SMART ablation of lymphatic oligometastases in the pelvis and abdomen: Clinical and dosimetry outcomes.

Radiother Oncol

Department of Radiation Oncology, Heidelberg University Hospital, Germany; National Center for Radiation Oncology (NCRO), Heidelberg Institute for Radiation Oncology (HIRO), Germany; National Center for Tumor Diseases (NCT), Heidelberg, Germany; Heidelberg Ion-Beam Therapy Center (HIT), Department of Radiation Oncology, Heidelberg University Hospital, Heidelberg, Germany; Clinical Cooperation Unit Radiation Oncology, German Cancer Research Center (DKFZ), Heidelberg, Germany. Electronic address:

Published: March 2022

Purpose: To demonstrate dosimetry benefits and report clinical outcomes of stereotactic magnetic resonance (MR)-guided online adaptive radiotherapy (SMART) of abdominopelvic lymphatic oligometastases.
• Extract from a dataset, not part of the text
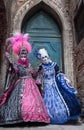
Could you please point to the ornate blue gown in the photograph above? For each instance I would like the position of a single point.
(59, 96)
Patients & Methods: Prospective registry data of 26 patients with 31 oligoprogressive lymphatic metastases (1-2 lesions) who received SMART between April 2020 and April 2021 was analyzed. Prostate cancer was the most common histology (69%). Most patients (63%) had received previous abdominopelvic radiotherapy (RT). SMART was delivered in 3-7 fractions based on planning target volume (PTV) location and previous dose exposures. For SMART, the baseline plan was recalculated on daily 3D MR-imaging (predicted plan), and plan adaptation was mandatory in case of planning objective violations.

Results: Plan adaptation was mostly performed due to violation of planning objectives in the predicted plan (134/140 fractions, 96%) and significantly improved plan dosimetry: (1) PTV coverage was increased (predicted: median 89%, adapted: median 95%, p < 0.001), (2) organs-at-risk (OAR) overdoses were reduced (predicted: 27/140 (19%), adapted: 1/140 (1%), p < 0.001) and (3) PTV overdoses were reduced (predicted: 21/140 (15%), adapted: 1/140 (1%), p < 0.001). After a median follow-up of 9.8 months, one patient had in-field tumor progression and twelve patients had out-field tumor progression (at 6 months: progression-free survival: 63% [46-88%], local control rate: 97% [90-100%]). Treatment was tolerated well and no grade ≥3 toxicity was reported.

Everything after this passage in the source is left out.